Please join us for a UW Data Science Seminar featuring UW Herbold Fellow and Mechanical Engineering graduate student Chinmay Ratnaparkhe on Wednesday, May 20th from 4:30 to 5:20 p.m. PT. The seminar will be held in IEB G109.
“Seeing Through Composites: Automating Defect Detection from Ultrasonic Sensor Data”
Abstract: Modern commercial aircraft are built with over 50% composite materials by weight. Manufacturing these layered structures can trap hidden wrinkle defects, out-of-plane fiber waviness that reduces structural strength by up to 73%. Industry inspects these parts using ultrasonic scanners at multiple frequencies: low-frequency systems penetrate deep into thick structures for broad defect detection, while high-frequency systems provide the image clarity needed to characterize wrinkle geometry. But wrinkle characterization today remains largely manual. Trained experts interpret complex waveforms scan by scan, a process that is slow, subjective, and increasingly bottlenecked by a shortage of qualified inspectors.
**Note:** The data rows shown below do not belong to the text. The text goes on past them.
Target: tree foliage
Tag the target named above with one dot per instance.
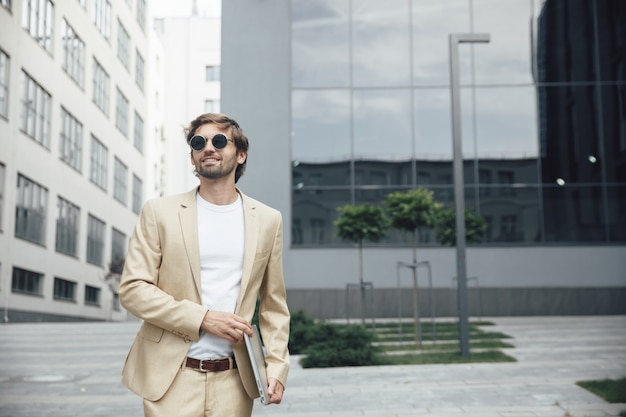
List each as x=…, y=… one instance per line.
x=362, y=222
x=412, y=210
x=445, y=227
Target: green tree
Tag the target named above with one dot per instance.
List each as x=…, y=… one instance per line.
x=445, y=227
x=359, y=223
x=411, y=211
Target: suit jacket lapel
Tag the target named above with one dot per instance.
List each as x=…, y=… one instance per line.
x=251, y=237
x=188, y=217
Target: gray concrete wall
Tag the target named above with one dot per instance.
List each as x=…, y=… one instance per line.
x=483, y=302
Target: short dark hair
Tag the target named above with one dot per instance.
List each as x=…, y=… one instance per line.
x=227, y=124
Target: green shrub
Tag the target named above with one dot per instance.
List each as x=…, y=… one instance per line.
x=336, y=345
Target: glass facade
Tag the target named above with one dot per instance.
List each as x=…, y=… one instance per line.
x=543, y=114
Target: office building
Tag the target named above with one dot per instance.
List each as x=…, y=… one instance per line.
x=74, y=129
x=346, y=101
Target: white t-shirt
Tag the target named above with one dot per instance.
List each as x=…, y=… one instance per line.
x=221, y=244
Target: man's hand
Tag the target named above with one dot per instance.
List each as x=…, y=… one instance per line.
x=228, y=326
x=275, y=390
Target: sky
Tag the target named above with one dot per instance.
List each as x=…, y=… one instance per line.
x=182, y=8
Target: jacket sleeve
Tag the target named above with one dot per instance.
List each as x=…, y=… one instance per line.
x=141, y=284
x=273, y=311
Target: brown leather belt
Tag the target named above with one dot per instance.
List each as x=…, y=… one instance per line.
x=214, y=365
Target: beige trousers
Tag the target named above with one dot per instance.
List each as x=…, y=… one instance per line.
x=202, y=394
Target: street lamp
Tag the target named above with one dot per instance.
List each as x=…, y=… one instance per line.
x=459, y=184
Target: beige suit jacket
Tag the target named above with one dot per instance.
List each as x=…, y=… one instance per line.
x=161, y=285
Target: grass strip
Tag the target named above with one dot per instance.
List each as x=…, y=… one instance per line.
x=612, y=390
x=447, y=357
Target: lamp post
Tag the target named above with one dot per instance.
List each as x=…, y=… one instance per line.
x=459, y=183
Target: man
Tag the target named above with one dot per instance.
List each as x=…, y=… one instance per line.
x=196, y=265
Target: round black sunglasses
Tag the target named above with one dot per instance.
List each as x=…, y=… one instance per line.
x=198, y=142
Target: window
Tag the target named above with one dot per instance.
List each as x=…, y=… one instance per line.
x=100, y=87
x=2, y=177
x=102, y=17
x=137, y=194
x=506, y=178
x=212, y=106
x=121, y=113
x=26, y=282
x=4, y=84
x=120, y=182
x=67, y=227
x=36, y=104
x=30, y=211
x=71, y=144
x=37, y=20
x=118, y=249
x=64, y=290
x=141, y=13
x=123, y=41
x=139, y=70
x=212, y=73
x=99, y=166
x=484, y=177
x=95, y=241
x=138, y=132
x=73, y=53
x=92, y=295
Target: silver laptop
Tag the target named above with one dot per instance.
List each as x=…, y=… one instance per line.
x=257, y=359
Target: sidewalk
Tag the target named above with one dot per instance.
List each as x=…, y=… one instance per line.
x=73, y=370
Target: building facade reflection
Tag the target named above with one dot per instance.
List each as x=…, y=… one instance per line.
x=544, y=116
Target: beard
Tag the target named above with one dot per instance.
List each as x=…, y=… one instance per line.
x=215, y=172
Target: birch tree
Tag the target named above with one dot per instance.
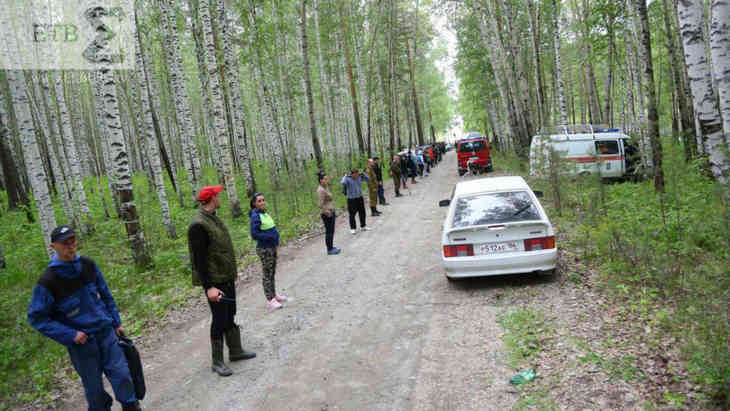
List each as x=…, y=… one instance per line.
x=219, y=116
x=32, y=155
x=691, y=26
x=150, y=141
x=117, y=145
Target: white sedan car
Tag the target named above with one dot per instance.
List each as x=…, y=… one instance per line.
x=495, y=226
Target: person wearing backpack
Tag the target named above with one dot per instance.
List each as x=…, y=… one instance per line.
x=355, y=202
x=72, y=305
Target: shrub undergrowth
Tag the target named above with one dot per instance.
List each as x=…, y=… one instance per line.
x=665, y=257
x=31, y=364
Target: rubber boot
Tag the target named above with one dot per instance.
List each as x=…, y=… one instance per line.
x=235, y=351
x=218, y=365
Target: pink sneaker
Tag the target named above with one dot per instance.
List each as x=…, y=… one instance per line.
x=273, y=304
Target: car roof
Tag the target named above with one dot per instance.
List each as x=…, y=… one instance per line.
x=491, y=184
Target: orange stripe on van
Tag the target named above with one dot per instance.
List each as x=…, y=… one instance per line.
x=593, y=159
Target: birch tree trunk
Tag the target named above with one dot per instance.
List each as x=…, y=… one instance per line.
x=54, y=153
x=700, y=78
x=184, y=114
x=558, y=64
x=234, y=88
x=32, y=155
x=218, y=110
x=308, y=82
x=118, y=150
x=353, y=93
x=653, y=114
x=150, y=141
x=720, y=54
x=13, y=185
x=78, y=195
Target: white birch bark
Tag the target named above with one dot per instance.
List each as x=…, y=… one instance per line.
x=720, y=54
x=558, y=65
x=191, y=158
x=218, y=111
x=700, y=79
x=150, y=141
x=31, y=153
x=78, y=195
x=230, y=54
x=55, y=155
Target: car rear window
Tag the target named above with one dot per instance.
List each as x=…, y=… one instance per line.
x=607, y=147
x=472, y=146
x=494, y=208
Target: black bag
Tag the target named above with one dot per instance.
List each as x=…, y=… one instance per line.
x=135, y=366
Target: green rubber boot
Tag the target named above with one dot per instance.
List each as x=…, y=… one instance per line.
x=218, y=365
x=235, y=351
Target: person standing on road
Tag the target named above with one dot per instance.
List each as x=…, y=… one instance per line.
x=355, y=202
x=327, y=212
x=72, y=305
x=379, y=177
x=214, y=268
x=395, y=173
x=263, y=230
x=372, y=188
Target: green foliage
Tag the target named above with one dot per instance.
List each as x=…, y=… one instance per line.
x=665, y=256
x=526, y=332
x=31, y=362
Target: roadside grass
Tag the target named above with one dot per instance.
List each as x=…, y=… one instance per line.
x=31, y=364
x=526, y=333
x=662, y=258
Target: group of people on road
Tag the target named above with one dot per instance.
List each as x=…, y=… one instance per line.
x=73, y=305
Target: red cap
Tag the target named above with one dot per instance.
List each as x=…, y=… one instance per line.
x=208, y=192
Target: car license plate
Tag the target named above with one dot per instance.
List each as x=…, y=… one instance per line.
x=496, y=248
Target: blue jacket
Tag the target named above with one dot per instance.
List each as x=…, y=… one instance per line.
x=354, y=187
x=265, y=238
x=90, y=309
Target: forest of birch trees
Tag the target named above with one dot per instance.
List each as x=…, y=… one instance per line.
x=526, y=66
x=254, y=90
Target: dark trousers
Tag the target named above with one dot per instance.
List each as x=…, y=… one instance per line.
x=356, y=206
x=381, y=193
x=329, y=230
x=223, y=311
x=102, y=354
x=268, y=263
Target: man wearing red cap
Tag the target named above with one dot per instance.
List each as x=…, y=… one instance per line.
x=214, y=267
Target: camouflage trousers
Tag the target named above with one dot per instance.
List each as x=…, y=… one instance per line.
x=268, y=262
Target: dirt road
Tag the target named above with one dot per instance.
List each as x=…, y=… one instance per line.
x=377, y=327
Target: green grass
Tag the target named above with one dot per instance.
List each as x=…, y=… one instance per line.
x=664, y=257
x=526, y=333
x=30, y=364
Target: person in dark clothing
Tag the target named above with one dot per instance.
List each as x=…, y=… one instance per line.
x=327, y=212
x=214, y=268
x=263, y=230
x=395, y=172
x=72, y=305
x=379, y=177
x=355, y=201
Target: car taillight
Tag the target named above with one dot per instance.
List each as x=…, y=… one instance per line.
x=461, y=250
x=542, y=243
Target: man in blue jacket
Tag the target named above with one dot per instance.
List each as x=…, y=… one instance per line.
x=72, y=305
x=355, y=202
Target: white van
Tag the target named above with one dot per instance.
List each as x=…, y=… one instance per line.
x=587, y=149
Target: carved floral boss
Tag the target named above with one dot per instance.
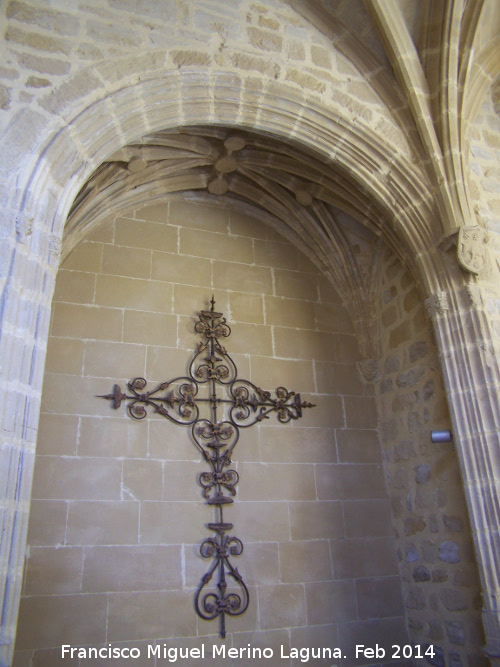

This talk presents a data-driven approach to automating wrinkle characterization from ultrasound scans, built around Dynamic Mode Decomposition (DMD) and its variants as the primary feature extraction framework. The method leverages spectral decomposition to separate sequential sensor data into physically meaningful patterns, enabling interpretable defect measurements with reduced reliance on manual analysis. The talk walks through the pipeline, from data collection and signal preprocessing to feature extraction and defect characterization, and discusses preliminary results on real composite samples. It concludes with a look at alternative approaches, open challenges around scaling and automation, and broader connections to sequential sensor data problems across disciplines.
Speaker Bio: Chinmay Ratnaparkhe is a Herbold Fellow and M.S. student in Mechanical Engineering: Data Science at the University of Washington, advised by Prof. Krithika Manohar and Prof. Xu Chen. His research at the Boeing Advanced Research Center (BARC) applies spectral decomposition techniques to ultrasonic inspection data for automated defect characterization in aerospace composites. He completed his B.Tech in Mechanical Engineering from the Indian Institute of Technology (IIT) Bhilai
The 2025-2026 seminars will be held in person, and are free and open to the public.